> WALs, and related low-level logging details, are critical for database systems that care deeply about durability on a single system. But the modern database isn’t like that: it doesn’t depend on commit-to-disk on a single system for its durability story. Commit-to-disk on a single system is both unnecessary (because we can replicate across storage on multiple systems) and inadequate (because we don’t want to lose writes even if a single system fails).
And then a bug crashes your database cluster all at once and now instead of missing seconds, you miss minutes, because some smartass thought "surely if I send request to 5 nodes some of that will land on disk in reasonably near future?".
I love how this industry invents best practices that are actually good then people just invent badly researched reasons to just... not do them.
But we know this is not actually robust because storage and power failures tend to be correlated. The most recent Jepsen analysis again highlights that it's flawed thinking: https://jepsen.io/analyses/nats-2.12.1
The Aurora paper [0] goes into detail of correlated failures.
> In Aurora, we have chosen a design point of tolerating (a) losing
an entire AZ and one additional node (AZ+1) without losing data,
and (b) losing an entire AZ without impacting the ability to write
data. [..] With such a model, we can (a) lose a
single AZ and one additional node (a failure of 3 nodes) without
losing read availability, and (b) lose any two nodes, including a
single AZ failure and maintain write availability.
As for why this can be considered durable enough, section 2.2 gives an argument based on their MTTR (mean time to repair) of storage segments
> We would need to see two
such failures in the same 10 second window plus a failure of an
AZ not containing either of these two independent failures to lose
quorum.
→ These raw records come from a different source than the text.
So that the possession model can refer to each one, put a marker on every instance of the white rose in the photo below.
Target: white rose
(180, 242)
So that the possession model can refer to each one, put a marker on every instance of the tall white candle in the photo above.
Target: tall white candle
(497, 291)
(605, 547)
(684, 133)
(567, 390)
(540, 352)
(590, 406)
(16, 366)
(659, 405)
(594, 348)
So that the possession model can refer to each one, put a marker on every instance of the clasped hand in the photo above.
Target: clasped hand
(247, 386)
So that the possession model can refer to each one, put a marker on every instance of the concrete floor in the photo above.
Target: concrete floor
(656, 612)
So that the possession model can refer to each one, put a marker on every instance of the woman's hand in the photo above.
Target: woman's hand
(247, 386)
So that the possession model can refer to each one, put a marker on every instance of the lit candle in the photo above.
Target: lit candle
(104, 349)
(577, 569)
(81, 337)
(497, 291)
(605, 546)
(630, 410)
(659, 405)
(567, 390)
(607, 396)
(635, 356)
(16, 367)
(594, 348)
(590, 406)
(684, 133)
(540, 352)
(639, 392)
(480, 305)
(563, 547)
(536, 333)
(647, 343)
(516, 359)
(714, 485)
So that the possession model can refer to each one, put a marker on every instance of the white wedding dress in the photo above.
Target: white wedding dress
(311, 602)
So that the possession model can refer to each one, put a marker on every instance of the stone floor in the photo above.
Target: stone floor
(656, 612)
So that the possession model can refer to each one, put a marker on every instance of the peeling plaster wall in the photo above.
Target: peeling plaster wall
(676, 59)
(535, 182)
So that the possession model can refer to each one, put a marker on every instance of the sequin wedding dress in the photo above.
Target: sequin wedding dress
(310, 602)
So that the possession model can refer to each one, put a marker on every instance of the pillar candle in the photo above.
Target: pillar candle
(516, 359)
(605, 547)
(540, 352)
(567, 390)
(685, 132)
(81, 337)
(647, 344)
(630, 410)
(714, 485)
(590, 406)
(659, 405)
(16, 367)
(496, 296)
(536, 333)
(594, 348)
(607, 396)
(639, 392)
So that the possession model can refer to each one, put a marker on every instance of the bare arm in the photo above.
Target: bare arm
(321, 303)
At our observed failure rates, that’s sufficiently unlikely,
even for the number of databases we manage for our customers.
The biggest lie we’ve been told is that databases require global consistency and a global clock. Traditional databases are still operating with Newtonian assumptions about absolute time, while the real world moves according to Einstein’s relativistic theory, where time is local and relative. You dont need global order, you dont need global clock.
You need a clock but you can have more than one. This is an important distinction.
Arbitrating differences in relative ordering across different observer clocks is what N-temporal databases are about. In databases we usually call the basic 2-temporal case “bitemporal”. The trivial 1-temporal case (which is a quasi-global clock) is what we call “time-series”.
The complexity is that N-temporality turns time into a true N-dimensional data type. These have different behavior than the N-dimensional spatial data types that everyone is familiar with, so you can’t use e.g. quadtrees as you would in the 2-spatial case and expect it to perform well.
There are no algorithms in literature for indexing N-temporal types at scale. It is a known open problem. That’s why we don’t do it in databases except at trivial scales where you can just brute-force the problem. (The theory problem is really interesting but once you start poking at it you quickly see why no one has made any progress on it. It hurts the brain just to think about it.)
Till the financial controller shows up at the very least.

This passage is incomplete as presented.